PROSPER — It’s often a mindless toss, a plastic water bottle with a little bit of water gets thrown into a trash receptacle, an action that wastes the water in the bottle, misses the opportunity to recycle the plastic and takes up part of the dwindling space in a landfill.


To address those three wasteful issues, an idea to prevent them all at once sprang up in Prosper. Called the Release, Renew, Recycle Environmental Protection Program, the idea involved providing a place for the remaining water in plastic bottles to be usefully deposited, a place for the plastic bottle to be recycled, and through that activity, prevent the bottle from ending up at the landfill.


Tristan Cisco, Prosper’s Water Education Coordinator, solicited the assistance of the Texas A&M Agrilife Extension Service, Collin County Master Gardeners, Cristina’s Stone and Garden Company, iCandy Grafix Company, members of the National Art Honor Society at Prosper High School, and the Town’s Public Works and Parks and Recreation Departments.

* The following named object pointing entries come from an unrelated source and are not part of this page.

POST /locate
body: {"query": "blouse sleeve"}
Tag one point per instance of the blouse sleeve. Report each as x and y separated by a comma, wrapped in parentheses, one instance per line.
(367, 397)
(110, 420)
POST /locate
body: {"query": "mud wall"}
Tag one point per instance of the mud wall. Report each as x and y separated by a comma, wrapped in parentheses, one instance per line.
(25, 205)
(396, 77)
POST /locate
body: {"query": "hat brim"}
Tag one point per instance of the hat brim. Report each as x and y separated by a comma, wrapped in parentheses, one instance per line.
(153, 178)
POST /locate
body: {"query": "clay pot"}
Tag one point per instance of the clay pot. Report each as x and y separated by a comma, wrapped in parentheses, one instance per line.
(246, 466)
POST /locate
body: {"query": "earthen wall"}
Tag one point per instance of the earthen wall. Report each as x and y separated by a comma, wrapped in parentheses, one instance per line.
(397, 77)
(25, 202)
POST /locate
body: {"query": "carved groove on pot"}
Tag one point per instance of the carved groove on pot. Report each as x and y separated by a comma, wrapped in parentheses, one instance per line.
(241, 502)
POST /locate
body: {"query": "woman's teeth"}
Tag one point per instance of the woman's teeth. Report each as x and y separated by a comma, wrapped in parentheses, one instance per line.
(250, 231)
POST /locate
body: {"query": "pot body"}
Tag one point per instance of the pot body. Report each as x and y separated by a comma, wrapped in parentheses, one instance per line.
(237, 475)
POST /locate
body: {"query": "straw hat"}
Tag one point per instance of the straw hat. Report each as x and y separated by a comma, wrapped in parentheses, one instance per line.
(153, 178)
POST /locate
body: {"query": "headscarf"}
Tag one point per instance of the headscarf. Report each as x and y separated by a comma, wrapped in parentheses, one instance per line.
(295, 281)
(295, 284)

The idea was to create large planter boxes, design some artwork and decorate them with recycling messages, add soil and living plants in them, and place them near places where plastic water bottles are in common use. The result was a way for anyone carrying a near-empty bottle of water to “release” the water into the planter, “renew” the plant life in the boxes by pouring the water into the planter, and “recycle” the bottle in a strategically-placed recycling bin.


“So much of the plastic we use does not get properly recycled,” said Cisco. “And, worse, half-filled bottles of water are thrown in the trash. The water winds up trapped in a plastic bottle at a landfill for who knows how long. It’s a wasteful practice that we’re trying to address.”


The wooden planters, constructed by Public Works, feature artwork designed by the students, enrolled in the gifted and talented program, illustrating their purpose and wrapped with durable graphic vinyl by iCandy Grafix. The plants were chosen by the master gardener group and obtained from Cristina’s Stone and Garden. Conceptual assistance was provided by the Agrilife Service. Currently, there are five Release, Renew, Recycle planters at Frontier Park, in close proximity to the athletic fields, where Parks personnel have observed countless water bottles in use.


“We’re hopeful that the idea catches on,” added Cisco. “If we can divert the water in the bottles and then the bottles themselves, then we’ve met our goal. Hopefully, we can identify other locations around town that would be ideal for more planters.”


While the planters provide a perfect place for the water, trees, grass and shrubs can also benefit from watering, even in the small amounts left in bottles. Placing empties in the recycling bin ensures that the landfill remains free of items that can be reused in some way.


“Parents can use the program as a learning opportunity, enlightening their children, no matter the age, on the importance of water conservation and recycling,” she said. “Participating in this program requires little to no effort yet can produce a huge impact on our environment. Anyone can do it.”